Always try to feel a good squeeze and contraction on each rep and perform them explosivly on the way up with a slower negative. This will help fire up the muscle fibers and get maximum benefit in terms of muscle strength and size. Check the video above for an example of a Hindu Pushup which is a favourite of mine as it elongates the chest and helps you breath into the lungs while giving the whole upper body a good stretch.

The Dip

Another classic, but great for building a powerful and good looking set of pectorials. Once known as the best upper body exercise dips are the go to movement to get your Chest, Shoulders, Upper Back and Triceps worked deeply. If you do your dips wide grip (on a wider dip station) you will work the chest more, whereas if you go close grip you will be working your inner chest and triceps more.

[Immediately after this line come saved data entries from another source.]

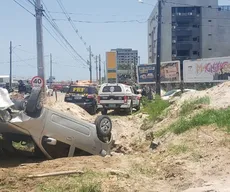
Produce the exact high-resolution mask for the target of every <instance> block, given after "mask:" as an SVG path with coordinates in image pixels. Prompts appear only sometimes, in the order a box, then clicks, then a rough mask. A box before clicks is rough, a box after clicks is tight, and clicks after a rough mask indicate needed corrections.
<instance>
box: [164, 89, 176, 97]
mask: <svg viewBox="0 0 230 192" xmlns="http://www.w3.org/2000/svg"><path fill="white" fill-rule="evenodd" d="M175 92H176V90H171V91H168V92H167V93H165V94H164V96H169V95H172V94H173V93H175Z"/></svg>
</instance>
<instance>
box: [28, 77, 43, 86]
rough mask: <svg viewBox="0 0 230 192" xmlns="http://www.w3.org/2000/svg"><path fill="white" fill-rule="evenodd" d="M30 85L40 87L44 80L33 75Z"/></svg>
mask: <svg viewBox="0 0 230 192" xmlns="http://www.w3.org/2000/svg"><path fill="white" fill-rule="evenodd" d="M31 84H32V87H39V88H42V87H43V86H44V81H43V79H42V78H41V77H39V76H35V77H33V78H32V80H31Z"/></svg>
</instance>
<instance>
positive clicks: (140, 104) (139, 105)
mask: <svg viewBox="0 0 230 192" xmlns="http://www.w3.org/2000/svg"><path fill="white" fill-rule="evenodd" d="M135 109H136V110H137V111H140V109H141V103H140V102H139V104H138V106H137V107H136V108H135Z"/></svg>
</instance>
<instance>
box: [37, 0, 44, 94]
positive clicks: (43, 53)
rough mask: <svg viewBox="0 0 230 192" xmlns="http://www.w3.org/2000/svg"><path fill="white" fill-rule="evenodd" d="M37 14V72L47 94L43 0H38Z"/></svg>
mask: <svg viewBox="0 0 230 192" xmlns="http://www.w3.org/2000/svg"><path fill="white" fill-rule="evenodd" d="M35 12H36V31H37V70H38V71H37V75H38V76H39V77H41V78H42V79H43V82H44V86H43V89H42V90H43V92H44V93H45V89H46V79H45V66H44V50H43V30H42V16H43V8H42V5H41V0H36V3H35ZM44 95H45V94H44Z"/></svg>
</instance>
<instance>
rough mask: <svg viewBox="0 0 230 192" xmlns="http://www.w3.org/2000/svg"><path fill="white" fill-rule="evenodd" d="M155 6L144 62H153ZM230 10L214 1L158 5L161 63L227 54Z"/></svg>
mask: <svg viewBox="0 0 230 192" xmlns="http://www.w3.org/2000/svg"><path fill="white" fill-rule="evenodd" d="M157 14H158V7H157V4H156V6H155V7H154V9H153V11H152V13H151V15H150V17H149V22H148V57H149V58H148V61H149V63H155V62H156V47H157ZM229 34H230V7H229V6H219V5H218V0H192V1H191V0H165V1H163V3H162V33H161V61H162V62H163V61H172V60H186V59H197V58H210V57H222V56H229V55H230V35H229Z"/></svg>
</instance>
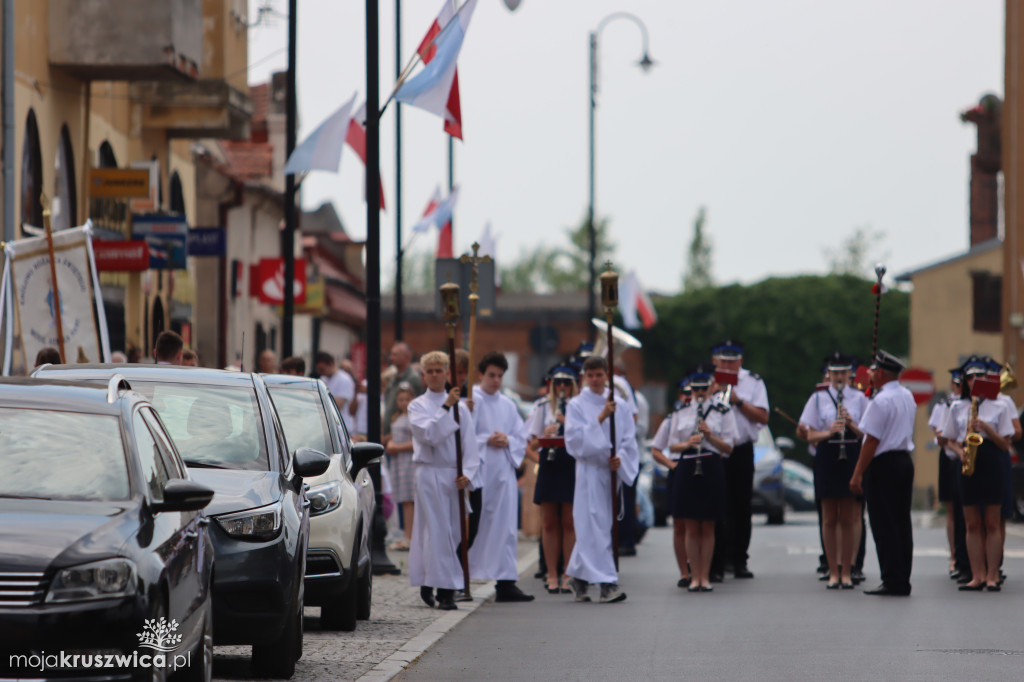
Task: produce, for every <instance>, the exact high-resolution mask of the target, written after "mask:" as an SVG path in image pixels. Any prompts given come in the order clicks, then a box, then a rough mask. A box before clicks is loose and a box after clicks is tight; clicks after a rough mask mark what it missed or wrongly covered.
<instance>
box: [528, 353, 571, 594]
mask: <svg viewBox="0 0 1024 682" xmlns="http://www.w3.org/2000/svg"><path fill="white" fill-rule="evenodd" d="M550 379H551V389H550V391H549V392H548V395H546V396H545V397H543V398H540V399H539V400H538V401H537V402H536V403H535V404H534V411H532V412H531V413H530V415H529V417H528V418H527V420H526V431H527V433H528V434H529V436H530V438H532V440H531V445H532V447H534V449H535V450H538V443H537V439H538V438H539V437H541V436H558V435H563V434H564V430H565V410H566V407H567V404H568V401H569V400H570V399H571V398H572V397H573V396H574V395H575V394H577V374H575V372H574V371H573V370H572V368H570V367H567V366H564V365H559V366H558V367H555V368H553V369H552V370H551V377H550ZM574 487H575V461H574V460H573V459H572V458H571V457H569V454H568V453H566V452H565V449H564V447H550V449H549V447H545V449H540V450H539V456H538V472H537V485H536V486H535V487H534V504H537V505H541V513H542V514H543V519H542V526H541V542H542V546H543V549H544V556H545V557H546V558H547V557H550V559H547V568H548V574H547V579H548V583H547V588H548V593H549V594H559V593H562V594H568V593H569V592H570V590H569V588H568V577H566V576H562V577H561V578H560V581H561V582H559V574H558V564H559V561H558V558H559V557H562V565H563V566H565V565H568V562H569V555H570V554H571V553H572V546H573V545H574V544H575V530H574V528H573V526H572V493H573V488H574Z"/></svg>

So pick carefully depending what your going for. Dips are actually a great tricep builder as they are a muscle that responds well toheavy weights.

Pecs should be a wide slab, and not some kind of woman breast look -- Vince Gironda

As the legend Vince Gironda puts it pecs should be wide and flat not puffy and protruding. In terms of development Dips will cover your lower chest and give a good shape to the overall muscle including the inner chest. What they will not do is build a thick chest like you see on many of today’s bodybuilders. Try going for 8-12 reps while maintinging good form and leaning forward to emphasize the chests work and take load off the triceps. Once you can do a few sets of 15 reps with bodyweight it is time to add some weight or go for explosive reps….

The Shoulder Press

The press is a shoulder exercise isn’t it? Well nope its actually one of the ultimate upper body development tools which can develop your Upper Chest, Shoulders, Triceps and Core. It should be a staple in everyone’s gym workout along with things like the front squat. As for the chest it is probably the most efficienet upper chest builder as it allows you to push a heavy load.

Try doing a few sets of regular standing barbell presses to start an upper body workout. Do as many reps as you can in good form then try a few Push Presses (see below)

This will lead to some pretty impressive upper body devlopement without adding uneccary bulk or causing injury like incline chest presses or other conventional chest builders which put a load of strain o the shoulders as they work at odd angles. The other benefit of the standing Press is that it is a great way to stregthen yur core orgnically, it will force you to brace your abs and lower back muscles leading to functional strength without harming your lower back like crunches. Plus if you can press a heavy weight in good form you can rest assured you will have a pretty impressive set of abs!

3 Money Exercises

Which will work your entire chest and the best thing is two of them can be done with NO equipment.

  • Push -Up (The total chest builder)
  • Dip ( a Great chest shaper and lower chest builder)
  • Shoulder Pressing (Add volume and upper chest depth)

So there we have it, 3 staples of any effective chest routine. So drop all the conventional chest exercises for a while and give these a try.